I spent 6 months tracking my glucose response to different meal compositions. 47 breakfasts, continuous glucose monitor, spreadsheets my friends find genuinely alarming. You know what I never had a problem with? Recruiting enough test subjects. My n was 1, and that was the whole point.

Now imagine your n is the entire global population of patients with your disease, and it's 400 people. Scattered across dozens of countries. Many of them children. Some of them dying before your enrollment window closes. Someone at the FDA says: run a randomized controlled trial. Match your cohorts. Maintain your placebo arm. And I'm supposed to believe that's scientific rigor?

The Plausible Mechanism Framework, opened for public comment this year, is the most important regulatory correction I've seen in the health optimization space. It lets drugs for diseases affecting fewer than 1,000 U.S. patients reach approval based on mechanism of action, biomarker data, target engagement, and natural history controls. No impossible RCT required. This aligns regulation with biological reality for the first time.

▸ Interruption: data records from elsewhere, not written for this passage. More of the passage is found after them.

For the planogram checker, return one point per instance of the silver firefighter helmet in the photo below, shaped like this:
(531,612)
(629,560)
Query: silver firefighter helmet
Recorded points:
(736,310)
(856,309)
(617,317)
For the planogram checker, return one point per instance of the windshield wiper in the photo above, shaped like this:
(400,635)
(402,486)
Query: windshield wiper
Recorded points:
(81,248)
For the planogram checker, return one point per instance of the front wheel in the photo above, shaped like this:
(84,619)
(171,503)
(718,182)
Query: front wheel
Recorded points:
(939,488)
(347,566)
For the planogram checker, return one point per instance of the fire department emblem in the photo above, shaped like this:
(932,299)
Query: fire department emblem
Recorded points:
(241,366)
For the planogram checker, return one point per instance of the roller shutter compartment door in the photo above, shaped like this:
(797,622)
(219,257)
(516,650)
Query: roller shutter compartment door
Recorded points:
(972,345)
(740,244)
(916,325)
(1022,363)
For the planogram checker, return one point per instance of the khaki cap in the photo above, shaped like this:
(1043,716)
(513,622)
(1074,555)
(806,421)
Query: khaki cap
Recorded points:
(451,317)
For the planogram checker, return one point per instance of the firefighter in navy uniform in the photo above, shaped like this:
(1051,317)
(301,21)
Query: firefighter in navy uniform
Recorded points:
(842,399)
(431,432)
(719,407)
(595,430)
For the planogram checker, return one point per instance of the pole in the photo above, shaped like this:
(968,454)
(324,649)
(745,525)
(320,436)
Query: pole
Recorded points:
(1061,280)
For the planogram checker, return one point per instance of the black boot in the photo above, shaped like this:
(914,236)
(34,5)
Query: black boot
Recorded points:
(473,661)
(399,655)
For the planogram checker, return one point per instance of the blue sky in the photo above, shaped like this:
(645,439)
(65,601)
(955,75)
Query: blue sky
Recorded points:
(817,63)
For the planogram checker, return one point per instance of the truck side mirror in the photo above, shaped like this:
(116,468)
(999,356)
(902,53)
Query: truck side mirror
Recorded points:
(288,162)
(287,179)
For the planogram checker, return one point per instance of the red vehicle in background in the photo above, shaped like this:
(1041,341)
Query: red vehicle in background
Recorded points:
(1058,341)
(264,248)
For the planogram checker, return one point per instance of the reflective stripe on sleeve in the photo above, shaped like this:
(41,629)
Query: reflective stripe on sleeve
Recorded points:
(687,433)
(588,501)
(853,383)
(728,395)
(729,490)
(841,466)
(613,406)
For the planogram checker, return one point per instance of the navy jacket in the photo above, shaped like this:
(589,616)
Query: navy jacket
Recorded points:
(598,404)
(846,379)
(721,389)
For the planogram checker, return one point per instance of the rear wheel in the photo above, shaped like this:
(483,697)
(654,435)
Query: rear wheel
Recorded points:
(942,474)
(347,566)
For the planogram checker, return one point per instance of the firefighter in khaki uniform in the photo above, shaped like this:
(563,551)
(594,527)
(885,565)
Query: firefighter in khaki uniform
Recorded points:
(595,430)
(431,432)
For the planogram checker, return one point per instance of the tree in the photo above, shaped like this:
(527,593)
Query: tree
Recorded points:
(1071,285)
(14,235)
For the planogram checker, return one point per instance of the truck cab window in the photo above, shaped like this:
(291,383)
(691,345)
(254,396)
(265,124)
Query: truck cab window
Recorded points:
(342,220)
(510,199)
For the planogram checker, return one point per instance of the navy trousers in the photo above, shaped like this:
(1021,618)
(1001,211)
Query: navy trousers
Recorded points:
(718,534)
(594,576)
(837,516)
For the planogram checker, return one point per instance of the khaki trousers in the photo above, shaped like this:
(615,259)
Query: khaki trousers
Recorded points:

The RCT Was Never the Right Tool Here

I love data. I am annoying about data. But I also know that the right measurement framework depends on the system you're measuring. My HRV protocol works because I can run it every morning for years and accumulate signal. A family with a child who has arginase 1 deficiency doesn't have years. There are maybe a few hundred patients in the entire country.

Loargys got approved this month for hyperargininemia, the first therapy targeting elevated plasma arginine in ARG1-D. It went through accelerated approval based on plasma arginine reduction. Confirmatory trials are required. That's the model working correctly: approve on the best available mechanistic evidence, then verify. Voxzogo followed the same path for achondroplasia, approved on annualized growth velocity with a confirmatory obligation attached.

These aren't rubber stamps. They're intelligent tradeoffs. The ROI calculation is straightforward: the cost of withholding a plausibly effective therapy from a child with a fatal condition vastly exceeds the cost of approving it with robust post-market monitoring requirements. Polaryx's regulatory affairs director, Minsu Kang, said developers now have "a much better idea as to what exactly the FDA is looking for" for ultra-rare diseases. Clarity is a compound gain. Every sponsor who understands the pathway is a sponsor more likely to invest in a rare disease program.

Where the Risk Actually Lives

I'll grant the strongest objection here: biomarkers fail. They do. The cardiac arrhythmia cases from the early 1990s are real and terrible. But the failure mode in that era was treating a biomarker as a validated endpoint without a confirmatory obligation. The Plausible Mechanism Framework explicitly requires confirmatory data. That's a different system.

The real risk isn't the framework's design. It's the FDA's capacity to execute it. Paul Melmeyer of the Muscular Dystrophy Association warned about "removal of staff with the regulatory expertise" needed for consistent implementation. He's right, and that should terrify everyone. A sophisticated approval pathway staffed by a gutted agency is a sports car with no brakes. The framework needs resources to function. Congress needs to fund the people who run the post-market surveillance, not just celebrate the policy announcement.

But the answer to "we might not monitor well enough" is not "so let's block the therapy entirely." That's like saying you shouldn't start a training protocol because you might not track your recovery perfectly. You optimize the tracking. You don't skip the protocol.

The MPS II advocacy community staged a funeral at FDA headquarters after 3 Hunter syndrome therapies hit rejections or delays in 8 months. Those families aren't asking for lower standards. They're asking for standards that match the biology of their children's diseases. The Plausible Mechanism Framework is exactly that: a regulatory toolkit calibrated to the actual constraints of ultra-rare conditions.

I've run enough failed self-experiments to know that not every promising protocol delivers. Some of these drugs will disappoint. But the framework gives them a chance to be tested in the patients who need them, with confirmatory obligations attached. That is how you optimize a system where the cost of inaction is measured in children's lives, not in spreadsheet rows.